Among other lessons the labour movement learnt from Mr Nathan is how to care for fellow Singaporeans, especially the most vulnerable, said Mr Chan, who is secretary-general of the National Trades Union Congress (NTUC).
He added that Mr Nathan also showed that it is possible to remain united by a common future, values and purpose, even though Singaporeans may not be able to claim a common ancestry, race, language or religion.
"You once said: 'The trade union movement is the place where the small man rises. The small man is important. Don't take him for granted. The trade union movement gave me the courage to stand up and speak to big people without fear.'
"Yes, Mr Nathan, the labour movement will always remember your words," said Mr Chan.
Mr Nathan maintained his ties with the NTUC until May this year, when despite poorer health and a busy schedule, he had a talk with unionists.
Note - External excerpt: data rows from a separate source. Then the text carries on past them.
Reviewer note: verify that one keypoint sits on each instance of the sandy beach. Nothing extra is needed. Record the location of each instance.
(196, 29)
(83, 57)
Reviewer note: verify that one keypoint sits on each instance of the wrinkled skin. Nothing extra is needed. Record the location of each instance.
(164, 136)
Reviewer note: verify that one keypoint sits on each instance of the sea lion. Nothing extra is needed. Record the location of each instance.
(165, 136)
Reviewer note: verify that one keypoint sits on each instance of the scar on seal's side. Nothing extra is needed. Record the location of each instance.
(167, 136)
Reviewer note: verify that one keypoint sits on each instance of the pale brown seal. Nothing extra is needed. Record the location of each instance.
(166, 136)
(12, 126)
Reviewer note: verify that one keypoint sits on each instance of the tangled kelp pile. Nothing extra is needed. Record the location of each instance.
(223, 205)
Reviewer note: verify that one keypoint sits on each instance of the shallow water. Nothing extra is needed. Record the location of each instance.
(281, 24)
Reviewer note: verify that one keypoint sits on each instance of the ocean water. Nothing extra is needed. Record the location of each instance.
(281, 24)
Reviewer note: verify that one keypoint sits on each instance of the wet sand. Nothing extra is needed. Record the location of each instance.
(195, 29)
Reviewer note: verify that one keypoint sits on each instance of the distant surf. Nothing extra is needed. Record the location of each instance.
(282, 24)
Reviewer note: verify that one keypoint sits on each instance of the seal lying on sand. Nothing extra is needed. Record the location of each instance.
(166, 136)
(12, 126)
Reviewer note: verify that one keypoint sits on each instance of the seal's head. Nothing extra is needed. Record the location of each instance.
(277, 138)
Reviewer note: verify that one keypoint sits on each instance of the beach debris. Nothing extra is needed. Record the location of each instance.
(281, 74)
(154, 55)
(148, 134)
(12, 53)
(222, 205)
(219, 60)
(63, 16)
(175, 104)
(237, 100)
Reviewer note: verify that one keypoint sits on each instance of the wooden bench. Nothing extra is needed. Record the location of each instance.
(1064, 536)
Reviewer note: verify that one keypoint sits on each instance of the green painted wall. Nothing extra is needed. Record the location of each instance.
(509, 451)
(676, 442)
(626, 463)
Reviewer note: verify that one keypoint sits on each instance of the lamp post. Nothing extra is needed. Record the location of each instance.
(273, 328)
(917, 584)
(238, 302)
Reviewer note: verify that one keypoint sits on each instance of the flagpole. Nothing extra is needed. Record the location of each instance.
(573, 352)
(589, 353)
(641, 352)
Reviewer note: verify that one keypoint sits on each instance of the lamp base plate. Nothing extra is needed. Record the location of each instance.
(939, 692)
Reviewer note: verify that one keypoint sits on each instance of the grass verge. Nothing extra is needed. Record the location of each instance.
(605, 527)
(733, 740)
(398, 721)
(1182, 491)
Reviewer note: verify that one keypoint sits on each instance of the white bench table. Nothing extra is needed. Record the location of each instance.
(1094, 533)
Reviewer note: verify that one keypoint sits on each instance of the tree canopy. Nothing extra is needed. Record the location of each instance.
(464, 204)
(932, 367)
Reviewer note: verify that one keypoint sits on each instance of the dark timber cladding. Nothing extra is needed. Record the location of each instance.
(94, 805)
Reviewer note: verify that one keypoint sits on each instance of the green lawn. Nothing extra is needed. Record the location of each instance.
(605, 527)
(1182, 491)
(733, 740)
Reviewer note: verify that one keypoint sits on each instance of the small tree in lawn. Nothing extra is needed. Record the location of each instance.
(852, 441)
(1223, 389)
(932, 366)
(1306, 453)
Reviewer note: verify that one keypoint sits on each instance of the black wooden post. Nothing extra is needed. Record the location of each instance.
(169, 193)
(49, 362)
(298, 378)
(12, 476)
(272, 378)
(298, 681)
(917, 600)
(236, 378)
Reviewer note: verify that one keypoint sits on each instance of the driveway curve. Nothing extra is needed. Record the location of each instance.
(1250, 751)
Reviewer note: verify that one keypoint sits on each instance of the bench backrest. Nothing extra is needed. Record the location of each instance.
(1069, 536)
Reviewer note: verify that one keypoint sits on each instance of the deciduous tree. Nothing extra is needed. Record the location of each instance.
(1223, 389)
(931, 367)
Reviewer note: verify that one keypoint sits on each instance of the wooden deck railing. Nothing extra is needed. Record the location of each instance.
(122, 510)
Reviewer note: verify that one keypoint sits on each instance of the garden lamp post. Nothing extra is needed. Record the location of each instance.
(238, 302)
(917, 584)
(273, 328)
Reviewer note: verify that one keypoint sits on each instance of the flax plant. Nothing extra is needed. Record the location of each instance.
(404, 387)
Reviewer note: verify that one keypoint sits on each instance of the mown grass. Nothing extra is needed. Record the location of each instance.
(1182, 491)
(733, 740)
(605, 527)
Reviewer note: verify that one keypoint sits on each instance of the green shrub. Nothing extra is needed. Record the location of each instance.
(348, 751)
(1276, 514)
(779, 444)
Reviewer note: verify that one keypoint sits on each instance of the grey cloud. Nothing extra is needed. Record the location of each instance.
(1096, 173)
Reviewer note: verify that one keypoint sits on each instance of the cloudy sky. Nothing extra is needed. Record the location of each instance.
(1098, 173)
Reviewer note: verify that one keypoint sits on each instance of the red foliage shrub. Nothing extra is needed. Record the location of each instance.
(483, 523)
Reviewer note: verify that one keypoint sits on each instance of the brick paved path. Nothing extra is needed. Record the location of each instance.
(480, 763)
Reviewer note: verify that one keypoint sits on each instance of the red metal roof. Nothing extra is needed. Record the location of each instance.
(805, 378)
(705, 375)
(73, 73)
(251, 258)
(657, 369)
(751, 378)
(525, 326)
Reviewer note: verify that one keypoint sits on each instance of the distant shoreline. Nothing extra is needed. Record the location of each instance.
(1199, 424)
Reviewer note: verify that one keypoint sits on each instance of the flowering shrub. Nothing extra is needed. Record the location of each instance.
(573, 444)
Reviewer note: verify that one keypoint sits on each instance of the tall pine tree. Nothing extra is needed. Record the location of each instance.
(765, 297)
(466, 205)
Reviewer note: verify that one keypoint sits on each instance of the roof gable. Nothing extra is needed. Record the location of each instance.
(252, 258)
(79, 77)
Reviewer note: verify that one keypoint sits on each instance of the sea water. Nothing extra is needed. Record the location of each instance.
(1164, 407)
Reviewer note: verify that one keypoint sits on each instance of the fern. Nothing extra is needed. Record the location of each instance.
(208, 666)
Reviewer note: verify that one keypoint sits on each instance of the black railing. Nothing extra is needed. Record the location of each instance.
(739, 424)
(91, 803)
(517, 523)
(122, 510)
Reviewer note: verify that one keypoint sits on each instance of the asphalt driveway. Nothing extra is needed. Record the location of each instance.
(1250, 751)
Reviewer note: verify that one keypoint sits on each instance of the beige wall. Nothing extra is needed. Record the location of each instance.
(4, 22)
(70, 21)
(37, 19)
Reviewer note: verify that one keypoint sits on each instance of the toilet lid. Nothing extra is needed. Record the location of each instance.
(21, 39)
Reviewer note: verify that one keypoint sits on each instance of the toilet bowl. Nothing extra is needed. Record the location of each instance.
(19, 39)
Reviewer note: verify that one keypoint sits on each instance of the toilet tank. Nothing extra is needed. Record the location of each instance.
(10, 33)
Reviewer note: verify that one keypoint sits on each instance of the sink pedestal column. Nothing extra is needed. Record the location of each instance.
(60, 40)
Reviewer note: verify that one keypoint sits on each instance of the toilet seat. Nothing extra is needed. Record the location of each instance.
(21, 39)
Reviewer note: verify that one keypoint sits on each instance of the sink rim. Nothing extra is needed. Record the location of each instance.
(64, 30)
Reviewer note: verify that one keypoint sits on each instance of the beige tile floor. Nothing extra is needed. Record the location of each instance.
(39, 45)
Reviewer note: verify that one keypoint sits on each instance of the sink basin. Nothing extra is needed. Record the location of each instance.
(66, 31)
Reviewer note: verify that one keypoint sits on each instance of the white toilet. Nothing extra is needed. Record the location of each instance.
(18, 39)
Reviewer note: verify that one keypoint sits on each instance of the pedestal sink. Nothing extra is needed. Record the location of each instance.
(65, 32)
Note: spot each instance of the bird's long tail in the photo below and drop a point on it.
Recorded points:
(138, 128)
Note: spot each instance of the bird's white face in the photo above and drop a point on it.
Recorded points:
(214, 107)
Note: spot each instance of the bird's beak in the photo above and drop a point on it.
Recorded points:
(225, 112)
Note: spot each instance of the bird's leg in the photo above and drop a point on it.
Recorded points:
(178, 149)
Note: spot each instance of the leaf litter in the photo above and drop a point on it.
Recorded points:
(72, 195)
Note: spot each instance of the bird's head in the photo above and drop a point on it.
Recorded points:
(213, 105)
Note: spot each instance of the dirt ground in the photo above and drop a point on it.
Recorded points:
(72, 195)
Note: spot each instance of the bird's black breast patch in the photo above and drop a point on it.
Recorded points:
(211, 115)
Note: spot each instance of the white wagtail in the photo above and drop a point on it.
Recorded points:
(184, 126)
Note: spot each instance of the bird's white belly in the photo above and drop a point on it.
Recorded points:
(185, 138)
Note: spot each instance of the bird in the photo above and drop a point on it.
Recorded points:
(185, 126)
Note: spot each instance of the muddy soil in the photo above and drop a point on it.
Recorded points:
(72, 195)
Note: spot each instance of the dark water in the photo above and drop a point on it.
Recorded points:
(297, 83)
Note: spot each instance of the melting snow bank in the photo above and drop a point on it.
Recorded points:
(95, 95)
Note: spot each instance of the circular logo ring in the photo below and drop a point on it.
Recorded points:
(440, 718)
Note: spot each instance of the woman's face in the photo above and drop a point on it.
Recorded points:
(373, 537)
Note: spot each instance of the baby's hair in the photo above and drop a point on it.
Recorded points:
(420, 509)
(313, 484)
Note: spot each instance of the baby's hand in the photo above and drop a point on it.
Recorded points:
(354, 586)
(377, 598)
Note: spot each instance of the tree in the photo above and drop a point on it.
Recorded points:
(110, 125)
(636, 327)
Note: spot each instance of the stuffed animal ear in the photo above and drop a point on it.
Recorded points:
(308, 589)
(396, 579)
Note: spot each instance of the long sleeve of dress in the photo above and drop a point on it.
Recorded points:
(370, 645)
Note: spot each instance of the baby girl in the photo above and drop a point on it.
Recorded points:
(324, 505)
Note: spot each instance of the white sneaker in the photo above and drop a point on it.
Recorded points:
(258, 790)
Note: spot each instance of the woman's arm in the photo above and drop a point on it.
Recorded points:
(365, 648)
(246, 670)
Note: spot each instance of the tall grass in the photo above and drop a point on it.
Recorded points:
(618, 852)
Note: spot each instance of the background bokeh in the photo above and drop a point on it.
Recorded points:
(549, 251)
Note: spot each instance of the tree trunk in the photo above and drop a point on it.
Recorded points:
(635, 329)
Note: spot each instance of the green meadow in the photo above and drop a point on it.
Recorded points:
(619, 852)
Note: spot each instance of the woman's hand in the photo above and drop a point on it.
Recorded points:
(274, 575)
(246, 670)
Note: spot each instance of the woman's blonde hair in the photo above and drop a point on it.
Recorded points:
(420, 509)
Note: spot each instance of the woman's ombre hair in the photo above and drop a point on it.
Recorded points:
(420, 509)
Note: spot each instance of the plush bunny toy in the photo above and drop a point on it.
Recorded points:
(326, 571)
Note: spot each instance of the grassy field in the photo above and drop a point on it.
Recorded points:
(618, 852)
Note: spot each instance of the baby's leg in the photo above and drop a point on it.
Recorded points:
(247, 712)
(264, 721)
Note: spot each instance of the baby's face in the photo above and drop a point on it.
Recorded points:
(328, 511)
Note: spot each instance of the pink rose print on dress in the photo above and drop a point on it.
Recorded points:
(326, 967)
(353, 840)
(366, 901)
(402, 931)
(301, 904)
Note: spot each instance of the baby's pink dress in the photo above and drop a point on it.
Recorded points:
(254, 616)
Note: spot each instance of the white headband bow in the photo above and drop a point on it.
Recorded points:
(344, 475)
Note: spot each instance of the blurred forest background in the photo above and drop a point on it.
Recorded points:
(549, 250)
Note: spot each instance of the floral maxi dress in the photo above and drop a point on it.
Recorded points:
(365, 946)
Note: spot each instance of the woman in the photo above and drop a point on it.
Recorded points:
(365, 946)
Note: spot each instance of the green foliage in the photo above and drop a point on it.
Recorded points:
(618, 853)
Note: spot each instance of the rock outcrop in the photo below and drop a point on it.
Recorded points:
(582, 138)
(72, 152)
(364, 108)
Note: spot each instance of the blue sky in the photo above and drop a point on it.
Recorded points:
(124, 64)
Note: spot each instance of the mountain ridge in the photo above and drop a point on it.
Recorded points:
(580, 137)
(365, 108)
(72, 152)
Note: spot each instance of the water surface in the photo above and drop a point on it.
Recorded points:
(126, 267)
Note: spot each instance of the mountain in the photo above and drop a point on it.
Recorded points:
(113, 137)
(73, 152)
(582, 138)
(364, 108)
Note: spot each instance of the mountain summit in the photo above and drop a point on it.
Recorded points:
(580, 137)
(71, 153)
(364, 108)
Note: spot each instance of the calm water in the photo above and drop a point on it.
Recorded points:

He was passionate and incisive as usual, Mr Chan recalled, reminding them to stay focused on being a labour movement that not only takes care of working people, but also of the country as a whole.
He also asked if the labour movement would be "our brothers' keeper" and "our sisters' keeper", looking out for one another no matter what.
"Yes, we will, Mr Nathan," said Mr Chan. "We will take care of each other. We will take care of Singapore. Your pioneer generation toiled with blood, sweat and tears to give us the chance to be called Singaporeans. We, the younger generation, will build upon it."